Kadinkes:Saya Tidak Diusir, Hanya Dua OPD Disuruh Pulang

  • Whatsapp
Kadis Kesehatan Jeneponto, Susanti Mansur

Jeneponto-Kompas24jam.id, Terkait pengusiran yang dilakukan oleh Bupati Jeneponto, Sulawesi Selatan, Iksan Iskandar, Kepala Dinas Kesehatan Susanti Mansyur Bantah

Bantahan tersebut diklaim, menurutnya, dirinya bukan di usir ataupun disuruh pulang saat cofee morning diruang pola kantor Bupati Jeneponto.Senin ( 26/Juli/2021)

Bacaan Lainnya

Sebelumnya diberitakan, Bupati Jeneponto, Sulawesi Selatan, Iksan Iskandar geram dan mengusir tiga kepala OPD saat hendak ikut rapat

Ketiga OPD yang diusir adalah, Kadis Kesehatan, Nursanti Mansur, Direktur RSUD Jeneponto, dr Bustaming dan Kepala BPBD, Ikrar Iskandar.
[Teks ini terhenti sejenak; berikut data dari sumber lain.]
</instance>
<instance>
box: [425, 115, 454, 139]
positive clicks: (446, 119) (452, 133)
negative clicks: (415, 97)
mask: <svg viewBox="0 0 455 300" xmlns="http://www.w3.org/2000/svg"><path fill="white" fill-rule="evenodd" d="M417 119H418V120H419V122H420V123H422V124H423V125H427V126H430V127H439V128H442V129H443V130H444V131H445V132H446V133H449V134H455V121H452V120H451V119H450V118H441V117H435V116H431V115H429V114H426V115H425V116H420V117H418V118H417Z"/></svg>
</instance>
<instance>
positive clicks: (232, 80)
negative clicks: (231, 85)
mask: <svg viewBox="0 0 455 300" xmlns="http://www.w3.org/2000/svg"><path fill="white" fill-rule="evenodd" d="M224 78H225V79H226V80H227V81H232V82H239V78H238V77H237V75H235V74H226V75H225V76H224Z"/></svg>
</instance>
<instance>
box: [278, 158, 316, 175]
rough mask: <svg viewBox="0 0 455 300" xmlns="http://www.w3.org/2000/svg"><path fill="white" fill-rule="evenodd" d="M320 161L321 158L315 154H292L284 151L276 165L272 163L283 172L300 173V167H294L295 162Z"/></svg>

Namun, Kepala Dinas Kesehatan Jeneponto Nursanti Mansyur saat dihubungi Listing Berita membantah, terkait pengusiran dirinya.

Menurutnya Dia tidak diusir melainkan disuruh memperbaiki.

“Jadi kronologisnya itu, kami tidak diusir, memang Dinas Kesehatan itu baru 99 persen, hanya karena ada nilai SBU belum selesai” kata Nursanti Mansyur.

Menurut Nursanti Mansyur hanya ada dua OPD yang diminta bupati untuk menyelesaikan, yakni Rumah Sakit dan BPBD.

” Untuk rumah sakit dan BPBD, rumah sakit itu 14 persen belum selesai terinput dan BPBD 13 persen diminta bapak bupati kedua OPD tersebut untuk pulang di staf menyelesaikan” jelas Nursanti Mansyur 

Iksan Iskandar mengatakan, ketiganya diusir lantaran administrasi terkait pencairan anggaran Covid-19 di tiga instansi tersebut belum diselesaikan.

“Bukan diusir, selesaikan cepat, jangan ikut rapat. Pergi sana selesaikan. Saya minta hari ini selesai,” Jelasnya saat ditemuai wartawan.

Iksan Iskandar mengaku kasian kepada para petugas yang menangani Covid-19, karena sejak September 2020 hingga sekarang mereka belum mendapat apa-apa.

“Iya, kita mau segera bagaimana anggaran -anggaran yang berhubungan dengan Corona ini segera dicairkan. Karena petugas ini kasian sudah jenuh juga sejak bulan 10 tahun 2020 belum dapat apa-apa. Makanya segera dicairkan,” ungkapnya.

Iksan mengungkapkan, lambatnya proses pencarian anggaran covid-19 karena administrasi keuangan dinilai sangat rumit.

“Administrasi keuangan ini begitu ribet sehingga teman-teman di BPKD juga tidak mau diadakan pemeriksaan karena berakibat nanti. Jadi serba hati-hati. Jangan ada pelanggaran,” pungkasnnya.